The Unravelling of Form: The Viaduct Project, 1995, Annandale Park, Glebe. Curated by Barbara Halnan and Rose Ann McGreevy.
Unravelling production is in itself a type of reproduction. The creation of a space from which it becomes possible to examine the infrastructure and material logic of the process of reason. This essay is best read as a manual which retrospectively examines the work of eight separate exhibitions covering a period of as many years. The arrangement of images in this catalogue is neither chronological or formal and suggests a larger practice rather than an isolated series of exhibitions. For a clear discussion of what would otherwise appear formless this discussion divides these image into four areas of production, reason, time and materials.
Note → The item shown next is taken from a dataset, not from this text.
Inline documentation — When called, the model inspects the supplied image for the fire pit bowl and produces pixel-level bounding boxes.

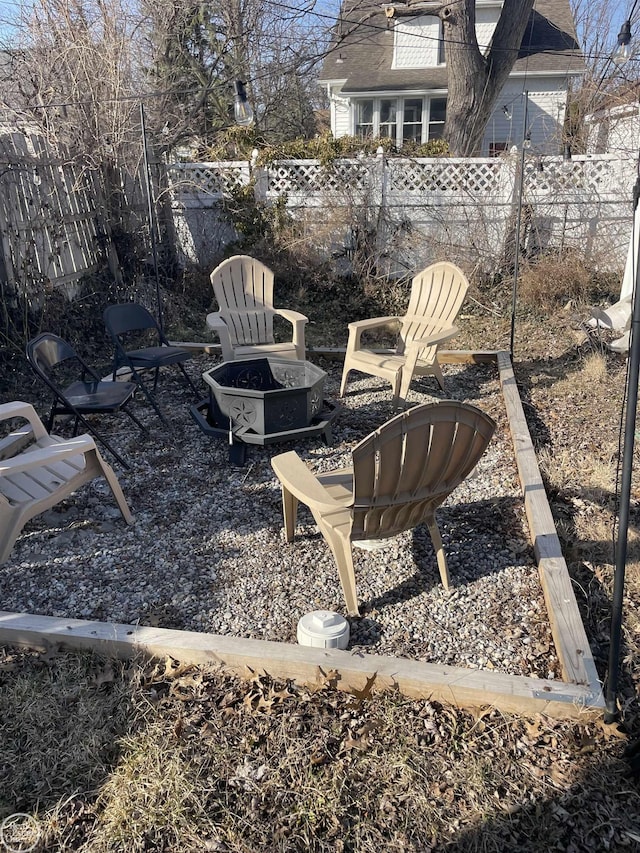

Works such as “The Unravelling of Form“, “The Destiny of Objects“, and “Disintoxication” present an “off the rectangle” assault on the history and ideology of rectilinear thinking. These exhibitions are characterised by their wildly frozen ejaculations of wool and unrelated accumulations of objects. Out of this discord a dialogue results which stands in opposition to a productivist mechanism of symbolic exchange. The use of both altered and unaltered ready made products such as clothes, toys, food, cooking utensils, glassware and a wide range of manufactured goods enables Liz Day to sabotage the destiny of these materials. One outcome of this disorderly arrangement is to recognise the gap that separate public and private spaces. These works don’t simply recycle commodities as objects but through a process of both physical and ideological destruction unravel the codes of commodification.
Excerpt from Christine Dean, Unravelling Production, 1996, in “The Offcuts of Reason: Works by Elizabeth Day”, catalogue, 1997.